Other fraud and money laundering charges emanated from a different set of facts. Some real estate investors wanted to develop property in the county and approached Lander for assistance. The developers put up about $850,000 as assurance that the project would go forward. Lander deposited these funds into his law firm’s trust account, but used a large chunk of these funds for purposes not related to the real estate development.
The indictment alleged that Mr. Lander engaged in a scheme to defraud by falsely telling the developers that the county required the $850,000 as a performance bond. However, at trial the developers did not recall hearing Landers say this. The government then shifted gears mid-trial, arguing that the scheme to defraud involved Lander falsely telling the developers that he would help them through the regulatory process, when instead he used some of the funds for other purposes.

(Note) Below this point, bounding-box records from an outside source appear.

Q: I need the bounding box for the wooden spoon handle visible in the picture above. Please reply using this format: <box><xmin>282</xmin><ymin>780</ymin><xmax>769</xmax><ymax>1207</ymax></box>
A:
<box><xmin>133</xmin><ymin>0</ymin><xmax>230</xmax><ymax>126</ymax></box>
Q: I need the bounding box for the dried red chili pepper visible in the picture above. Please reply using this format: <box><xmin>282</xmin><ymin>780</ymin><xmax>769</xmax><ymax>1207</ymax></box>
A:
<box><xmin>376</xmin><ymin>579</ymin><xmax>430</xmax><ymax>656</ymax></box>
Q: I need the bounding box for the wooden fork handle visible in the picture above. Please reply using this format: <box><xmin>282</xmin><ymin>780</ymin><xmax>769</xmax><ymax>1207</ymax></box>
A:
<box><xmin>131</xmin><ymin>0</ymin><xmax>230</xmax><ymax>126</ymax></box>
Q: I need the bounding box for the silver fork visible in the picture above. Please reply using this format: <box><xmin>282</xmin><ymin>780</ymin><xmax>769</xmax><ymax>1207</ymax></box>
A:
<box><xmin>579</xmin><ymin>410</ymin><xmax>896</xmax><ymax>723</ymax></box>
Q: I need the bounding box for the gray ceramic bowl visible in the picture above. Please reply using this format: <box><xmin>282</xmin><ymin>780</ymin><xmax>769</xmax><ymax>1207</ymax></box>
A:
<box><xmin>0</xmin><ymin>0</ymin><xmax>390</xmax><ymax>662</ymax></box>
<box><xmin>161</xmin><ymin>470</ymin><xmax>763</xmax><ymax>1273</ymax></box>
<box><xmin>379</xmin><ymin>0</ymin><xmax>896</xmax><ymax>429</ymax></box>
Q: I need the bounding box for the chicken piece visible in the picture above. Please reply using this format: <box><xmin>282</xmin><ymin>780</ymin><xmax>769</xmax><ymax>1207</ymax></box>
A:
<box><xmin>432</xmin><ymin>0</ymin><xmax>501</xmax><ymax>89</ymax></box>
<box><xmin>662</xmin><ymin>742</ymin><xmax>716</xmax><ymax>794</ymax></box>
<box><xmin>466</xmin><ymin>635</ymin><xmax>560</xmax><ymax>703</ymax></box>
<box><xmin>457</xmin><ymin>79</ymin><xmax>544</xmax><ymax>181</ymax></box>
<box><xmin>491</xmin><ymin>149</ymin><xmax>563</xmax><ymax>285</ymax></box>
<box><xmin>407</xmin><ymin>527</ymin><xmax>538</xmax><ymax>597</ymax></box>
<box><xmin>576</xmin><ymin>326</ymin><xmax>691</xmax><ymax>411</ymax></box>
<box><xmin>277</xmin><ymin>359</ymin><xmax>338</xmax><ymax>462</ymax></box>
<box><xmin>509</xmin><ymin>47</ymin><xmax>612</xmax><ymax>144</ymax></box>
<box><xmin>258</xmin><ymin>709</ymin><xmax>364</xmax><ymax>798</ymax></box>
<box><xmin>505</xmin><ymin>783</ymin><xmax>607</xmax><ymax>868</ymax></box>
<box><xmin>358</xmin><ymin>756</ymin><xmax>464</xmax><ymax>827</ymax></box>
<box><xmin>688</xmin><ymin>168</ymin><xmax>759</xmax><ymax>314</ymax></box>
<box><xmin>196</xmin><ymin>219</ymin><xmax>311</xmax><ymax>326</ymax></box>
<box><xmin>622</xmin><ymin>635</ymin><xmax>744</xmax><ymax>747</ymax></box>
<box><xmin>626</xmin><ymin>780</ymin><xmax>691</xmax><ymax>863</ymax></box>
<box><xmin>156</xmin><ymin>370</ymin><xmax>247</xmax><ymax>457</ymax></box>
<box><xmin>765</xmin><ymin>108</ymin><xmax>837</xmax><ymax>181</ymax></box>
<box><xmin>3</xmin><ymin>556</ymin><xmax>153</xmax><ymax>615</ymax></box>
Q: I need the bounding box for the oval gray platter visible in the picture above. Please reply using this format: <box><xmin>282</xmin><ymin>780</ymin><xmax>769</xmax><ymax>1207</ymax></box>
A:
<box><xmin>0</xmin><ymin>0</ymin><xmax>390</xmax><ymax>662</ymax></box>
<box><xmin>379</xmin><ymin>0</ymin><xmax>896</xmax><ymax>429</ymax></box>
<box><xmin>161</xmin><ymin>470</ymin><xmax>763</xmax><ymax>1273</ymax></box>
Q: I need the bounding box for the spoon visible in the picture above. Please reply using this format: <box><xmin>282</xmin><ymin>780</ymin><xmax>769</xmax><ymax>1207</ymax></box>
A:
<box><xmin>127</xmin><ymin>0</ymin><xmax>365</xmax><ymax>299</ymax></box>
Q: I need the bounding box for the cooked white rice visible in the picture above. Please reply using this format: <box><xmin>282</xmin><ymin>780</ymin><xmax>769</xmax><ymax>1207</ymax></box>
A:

The Eleventh Circuit noted that a defendant has the right to defend against the specific allegations in an indictment, and when the prosecution changes theories mid-stream this can result in what we lawyers call a “material variance.” If the defendant was surprised and disadvantaged by this change in theory, the variance is deemed to be “prejudicial.” Here, the Court noted that Landers walked into trial planning on defending against a claim that he falsely told the developers one thing, but by the time the prosecutor made the closing argument the government had shifted to a different theory. This prejudicial material variance thus doomed the fraud charges, the money laundering crimes that came out of this supposed scheme, and the sentence that was predicated in part of the reversed charges.